Dauphins hongrois : Le premier cas juridique de droit d’auteur sur l’IA en Europe
Un éditeur hongrois a demandé à un chatbot IA de résumer son article concernant le rêve d’un chanteur hongrois de ramener des dauphins d’eau douce de l’Amazonie au lac Balaton. Le chatbot a accepté. Cependant, l’éditeur n’a pas donné à Google l’autorisation explicite d’utiliser l’article, ce qui a conduit à un procès.
Le cas a été renvoyé à la Cour de justice de l’Union européenne, où une audience est prévue. Bien que cette affaire ne soit pas la dernière sur le conflit entre les développeurs d’IA et les éditeurs, le verdict représentera le premier jugement majeur clarifiant la manière dont les règles de droit d’auteur européennes s’appliquent à l’IA.
Contexte juridique
Aux États-Unis, des tribunaux ont déjà rendu deux décisions importantes concernant des entreprises technologiques, les exonérant de violations de droits d’auteur. Les États-Unis permettent l’« usage équitable », qui autorise l’utilisation non licenciée d’extraits de matériel protégé pour des commentaires, critiques ou recherches. En Europe, la directive sur le droit d’auteur offre des protections supplémentaires aux détenteurs de droits. Bien qu’elle autorise le text and data mining commercial dans certains cas, les détenteurs de droits peuvent choisir de s’y opposer.

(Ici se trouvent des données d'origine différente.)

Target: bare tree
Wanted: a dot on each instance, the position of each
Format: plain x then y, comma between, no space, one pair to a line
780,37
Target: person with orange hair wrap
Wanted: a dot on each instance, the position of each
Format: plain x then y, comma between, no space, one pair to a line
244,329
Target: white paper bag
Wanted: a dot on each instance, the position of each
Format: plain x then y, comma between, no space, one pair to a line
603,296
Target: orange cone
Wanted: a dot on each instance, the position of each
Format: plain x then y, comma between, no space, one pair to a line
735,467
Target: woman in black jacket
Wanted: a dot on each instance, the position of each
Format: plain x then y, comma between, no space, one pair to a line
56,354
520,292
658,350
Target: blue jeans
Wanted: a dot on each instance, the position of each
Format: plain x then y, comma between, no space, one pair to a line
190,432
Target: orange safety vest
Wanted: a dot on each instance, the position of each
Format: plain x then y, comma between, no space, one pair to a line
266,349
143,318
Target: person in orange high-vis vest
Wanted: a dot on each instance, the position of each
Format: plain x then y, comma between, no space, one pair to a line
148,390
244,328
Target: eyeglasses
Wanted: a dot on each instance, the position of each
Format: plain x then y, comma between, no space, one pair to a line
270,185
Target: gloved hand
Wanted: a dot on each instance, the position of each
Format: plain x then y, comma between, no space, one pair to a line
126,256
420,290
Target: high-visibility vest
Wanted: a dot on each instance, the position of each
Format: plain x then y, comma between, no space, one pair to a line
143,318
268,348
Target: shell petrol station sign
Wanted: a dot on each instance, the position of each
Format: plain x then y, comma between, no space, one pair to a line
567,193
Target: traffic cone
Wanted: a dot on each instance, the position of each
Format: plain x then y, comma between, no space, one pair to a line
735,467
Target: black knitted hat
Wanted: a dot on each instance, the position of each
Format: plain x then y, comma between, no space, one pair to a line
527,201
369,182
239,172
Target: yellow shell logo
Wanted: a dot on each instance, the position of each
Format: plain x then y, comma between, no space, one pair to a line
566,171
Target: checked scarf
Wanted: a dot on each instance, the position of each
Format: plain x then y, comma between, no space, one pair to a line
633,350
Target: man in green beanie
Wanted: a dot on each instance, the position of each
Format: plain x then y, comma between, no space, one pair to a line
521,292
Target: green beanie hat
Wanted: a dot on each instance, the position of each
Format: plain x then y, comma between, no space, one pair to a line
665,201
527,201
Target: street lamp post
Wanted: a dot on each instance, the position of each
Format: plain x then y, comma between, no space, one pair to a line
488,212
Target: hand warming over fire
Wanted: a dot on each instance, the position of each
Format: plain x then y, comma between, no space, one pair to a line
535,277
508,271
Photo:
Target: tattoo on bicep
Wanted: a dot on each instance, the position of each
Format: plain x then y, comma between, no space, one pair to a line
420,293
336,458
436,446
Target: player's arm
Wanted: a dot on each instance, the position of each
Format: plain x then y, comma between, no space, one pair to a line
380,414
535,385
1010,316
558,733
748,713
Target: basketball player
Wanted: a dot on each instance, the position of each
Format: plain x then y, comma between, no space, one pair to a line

La nouvelle loi sur l’IA de l’UE a élargi ces possibilités d’opt-out pour l’entraînement des chatbots. Cependant, des questions juridiques demeurent quant aux limites de ce qui constitue une violation de droit d’auteur, tant dans l’entraînement que dans le déploiement des modèles d’IA.
Questions clés du cas
Les juges devront décider si l’entraînement d’un modèle d’IA génératif relève de l’exception commerciale de text and data mining ou si les éditeurs doivent être rémunérés pour cet entraînement. Les questions centrales sont : Google a-t-il utilisé le contenu de l’article pour entraîner son modèle d’IA, et le résultat a-t-il généré une « communication non autorisée au public » ? Selon l’éditeur, Google a utilisé son matériel protégé pour entraîner le chatbot au-delà de ce qui est autorisé, puis a diffusé ce contenu sans autorisation.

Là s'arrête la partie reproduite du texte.